Week 10: Reassurance

Reassurance may be cognitive or affective.

Affective reassurance comes from the way:

  • we behave; calm, assured, confident, kind and gentle.
  • Eye contact
  • Appropriate touch, a hug even.
  • The way we dress – smart but not overly formal
  • The way we move; at ease, but not slovenly, can be reassuring to patients.
  • The way we arrange chairs in a room, even lighting, pictures on the walls, space on our desk, tissues to hand, but not too obvious.
  • Buildings can put patients and clinicians at ease with clear signs and helpful receptionists, considered acoustics, quiet spaces and immediately accessible lavatories.
  • Continuity of care is an important aspect of reassurance – a familiar clinician, receptionist or other member of staff, in a familiar place, especially in the context of a serious, ongoing illness makes a great difference.

Cognitive reassurance includes:

  • Information – not only clinical details about the condition, treatments and prognosis, but also facts about waiting times and how to get help and support.

Reassurance can damage

There are times when reassurance may not be appropriate or even possible, especially when the prognosis is very poor, as in this wonderful essay by David Steensma about a young woman with metastatic cancer,

It’s not that I can’t understand the impulse. Medicine would be a chilling enterprise without the motivation to do whatever possible to make bad situations a little better. But a lie breathed through silver is still a lie. Careless or glib reassurances do harm. Worse than platitudes, they are a betrayal. In the face of this woman’s darkness, it seems to me that any reassurances must come from the sphere of the chaplain, not the honest physician.
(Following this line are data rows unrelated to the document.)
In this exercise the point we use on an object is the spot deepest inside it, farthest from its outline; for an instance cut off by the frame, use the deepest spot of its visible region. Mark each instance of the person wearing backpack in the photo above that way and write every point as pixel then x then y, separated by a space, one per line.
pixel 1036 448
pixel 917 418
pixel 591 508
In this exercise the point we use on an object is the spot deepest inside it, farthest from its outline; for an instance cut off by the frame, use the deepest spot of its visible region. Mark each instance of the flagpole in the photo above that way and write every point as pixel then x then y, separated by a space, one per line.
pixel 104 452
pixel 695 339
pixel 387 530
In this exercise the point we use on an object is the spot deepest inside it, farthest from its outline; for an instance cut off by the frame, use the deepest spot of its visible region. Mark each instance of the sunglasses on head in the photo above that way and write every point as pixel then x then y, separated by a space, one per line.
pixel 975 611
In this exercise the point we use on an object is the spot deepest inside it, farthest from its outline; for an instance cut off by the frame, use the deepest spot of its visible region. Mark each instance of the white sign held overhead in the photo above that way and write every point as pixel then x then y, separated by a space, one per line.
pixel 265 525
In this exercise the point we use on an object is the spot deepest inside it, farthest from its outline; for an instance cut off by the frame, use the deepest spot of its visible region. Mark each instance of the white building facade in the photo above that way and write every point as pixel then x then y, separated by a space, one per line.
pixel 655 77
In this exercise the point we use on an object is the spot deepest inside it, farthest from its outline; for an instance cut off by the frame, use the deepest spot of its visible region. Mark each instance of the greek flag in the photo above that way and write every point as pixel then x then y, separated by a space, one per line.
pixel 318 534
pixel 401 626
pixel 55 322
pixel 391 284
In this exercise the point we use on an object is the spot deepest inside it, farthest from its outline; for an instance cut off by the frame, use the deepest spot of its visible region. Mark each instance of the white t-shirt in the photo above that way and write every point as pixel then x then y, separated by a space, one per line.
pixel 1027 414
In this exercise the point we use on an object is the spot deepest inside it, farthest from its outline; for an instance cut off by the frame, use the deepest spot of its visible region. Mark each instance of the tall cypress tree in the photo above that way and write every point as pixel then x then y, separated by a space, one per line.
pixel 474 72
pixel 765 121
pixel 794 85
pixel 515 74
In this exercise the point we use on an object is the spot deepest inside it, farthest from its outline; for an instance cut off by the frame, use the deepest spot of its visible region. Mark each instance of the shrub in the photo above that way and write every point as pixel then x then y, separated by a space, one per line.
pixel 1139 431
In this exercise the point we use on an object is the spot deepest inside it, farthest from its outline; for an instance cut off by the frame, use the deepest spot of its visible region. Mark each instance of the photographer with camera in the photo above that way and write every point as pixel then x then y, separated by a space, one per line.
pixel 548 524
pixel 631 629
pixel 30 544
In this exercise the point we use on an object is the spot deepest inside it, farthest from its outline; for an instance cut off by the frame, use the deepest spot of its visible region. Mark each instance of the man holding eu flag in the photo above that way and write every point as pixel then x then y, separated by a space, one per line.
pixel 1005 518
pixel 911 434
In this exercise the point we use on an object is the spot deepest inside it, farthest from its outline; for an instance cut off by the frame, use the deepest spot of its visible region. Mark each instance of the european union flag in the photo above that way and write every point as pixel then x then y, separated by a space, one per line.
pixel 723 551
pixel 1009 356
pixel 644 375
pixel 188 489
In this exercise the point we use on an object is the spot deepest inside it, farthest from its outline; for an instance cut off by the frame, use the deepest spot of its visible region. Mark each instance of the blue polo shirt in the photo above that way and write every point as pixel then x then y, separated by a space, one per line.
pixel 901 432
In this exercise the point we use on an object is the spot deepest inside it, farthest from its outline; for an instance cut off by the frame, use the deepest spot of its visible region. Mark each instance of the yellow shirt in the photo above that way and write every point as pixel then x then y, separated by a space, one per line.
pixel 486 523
It cannot be assumed that patients want reassurance. Attempts may be perceived to be patronising, a dismissal of their underlying concerns or a cover for the fact that the clinician doesn’t actually know what’s going on.

There are times when reassurance can do damage, this project is not for reassurance once a diagnosis or prognosis is reached but a provides reassurance to those waiting in uncertainty.

I think that reassurance is a clinical skill that is as vital as any other. It begins with listening to patients and depends on empathy, which can be taught and learned.

Dr Jonathon Tomlinson, 2016

It would be cool if I could create a handbook for healthcare staff on how to reassure patients and it talks about affective reassurance vs cognitive and affective – the way we behave.